David Richard Wall CBE (15 March 1946 – 18 June 2013) was an English ballet dancer of The Royal Ballet, where he was promoted to the rank of principal at the age of 21, the youngest in company history at the time.

==Early life and education==
Wall was born in Chiswick, London and went to preparatory school at Halliford School in Shepperton, where ballroom dancing classes were compulsory. His mother always said that he developed an interest in ballet watching the girls in the ballet classes that followed those ballroom classes. He then started weekly ballet classes with Mrs. Durnsford in Windsor. Wall studied at the Royal Ballet School and subsequently joined The Royal Ballet.

==Career==
Wall was 20 when he was promoted to soloist. A year later, he became the youngest male principal in the history of The Royal Ballet, until Sergei Polunin’s promotion in 2010 at the age of 20. He remained with the company until 1984. Among his roles were Crown Prince Rudolf in Kenneth MacMillan's Mayerling, the Young Man in Frederick Ashton's The Two Pigeons, the Rake in a revival of Ninette de Valois's Hogarth-based work The Rake's Progress, Colas in Ashton's La fille mal gardée, and Siegfried in Swan Lake, in which he was the youngest Siegfried ever seen at Covent Garden.

Wall was a frequent partner to Dame Margot Fonteyn. In 1977, he won the Evening Standard Award for Outstanding Achievement in Dance. Wall retired from The Royal Ballet in 1984 and was appointed a Commander of the Order of the British Empire (CBE) in the 1985 New Year Honours.

In 1985 Wall joined the Royal Academy of Dancing where he was director and general secretary until 1991. Following this he became guest repetiteur with London City Ballet, and joined English National Ballet as ballet master in 1995.
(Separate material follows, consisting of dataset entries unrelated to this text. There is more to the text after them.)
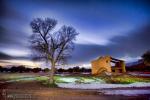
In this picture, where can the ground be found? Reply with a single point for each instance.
(32, 89)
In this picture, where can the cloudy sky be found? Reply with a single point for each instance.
(120, 28)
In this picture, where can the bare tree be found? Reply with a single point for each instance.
(55, 47)
(146, 58)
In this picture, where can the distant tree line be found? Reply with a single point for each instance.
(22, 69)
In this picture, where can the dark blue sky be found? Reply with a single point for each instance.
(120, 28)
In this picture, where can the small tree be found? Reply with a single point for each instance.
(55, 47)
(146, 57)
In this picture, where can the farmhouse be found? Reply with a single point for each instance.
(103, 64)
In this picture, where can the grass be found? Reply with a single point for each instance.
(120, 79)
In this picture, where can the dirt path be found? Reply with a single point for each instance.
(33, 90)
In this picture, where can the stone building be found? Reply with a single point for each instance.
(103, 64)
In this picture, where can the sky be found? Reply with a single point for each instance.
(120, 28)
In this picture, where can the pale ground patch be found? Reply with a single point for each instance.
(101, 85)
(126, 92)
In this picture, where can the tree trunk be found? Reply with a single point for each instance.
(52, 72)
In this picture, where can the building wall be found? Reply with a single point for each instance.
(101, 64)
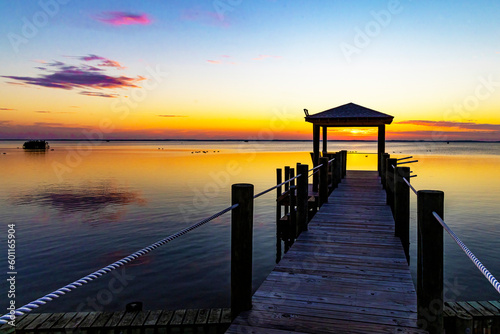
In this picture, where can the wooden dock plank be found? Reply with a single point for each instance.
(77, 320)
(37, 321)
(346, 274)
(64, 320)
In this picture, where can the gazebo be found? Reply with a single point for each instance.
(347, 115)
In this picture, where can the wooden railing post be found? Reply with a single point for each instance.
(241, 248)
(344, 163)
(385, 156)
(389, 182)
(323, 181)
(279, 191)
(292, 227)
(302, 197)
(402, 208)
(287, 185)
(338, 168)
(315, 178)
(430, 261)
(279, 229)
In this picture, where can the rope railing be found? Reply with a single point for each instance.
(317, 167)
(409, 185)
(276, 186)
(471, 255)
(407, 162)
(117, 264)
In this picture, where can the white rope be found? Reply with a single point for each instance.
(471, 255)
(96, 274)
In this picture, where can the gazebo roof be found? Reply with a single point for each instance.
(350, 114)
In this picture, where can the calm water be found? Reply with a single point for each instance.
(81, 207)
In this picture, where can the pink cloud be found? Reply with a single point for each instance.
(64, 76)
(123, 18)
(98, 94)
(104, 62)
(451, 124)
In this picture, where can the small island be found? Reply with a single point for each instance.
(36, 145)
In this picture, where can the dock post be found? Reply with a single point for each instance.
(302, 194)
(323, 181)
(279, 228)
(334, 170)
(338, 167)
(389, 182)
(344, 163)
(402, 208)
(241, 248)
(292, 227)
(287, 185)
(385, 156)
(430, 261)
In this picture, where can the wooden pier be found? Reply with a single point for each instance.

A statue based on David Wall, Jeté, by Enzo Plazzotta, was installed in 1975 on the corner of 46-57 Millbank, Westminster, London.

==Personal life==
Wall married Alfreda Thorogood, a fellow dancer, in 1967. They first met when Wall was aged ten and both were students at the Royal Ballet School. They had two children together, Daniel and Annelise.

He died of cancer at his family home in Croydon, London, on 18 June 2013.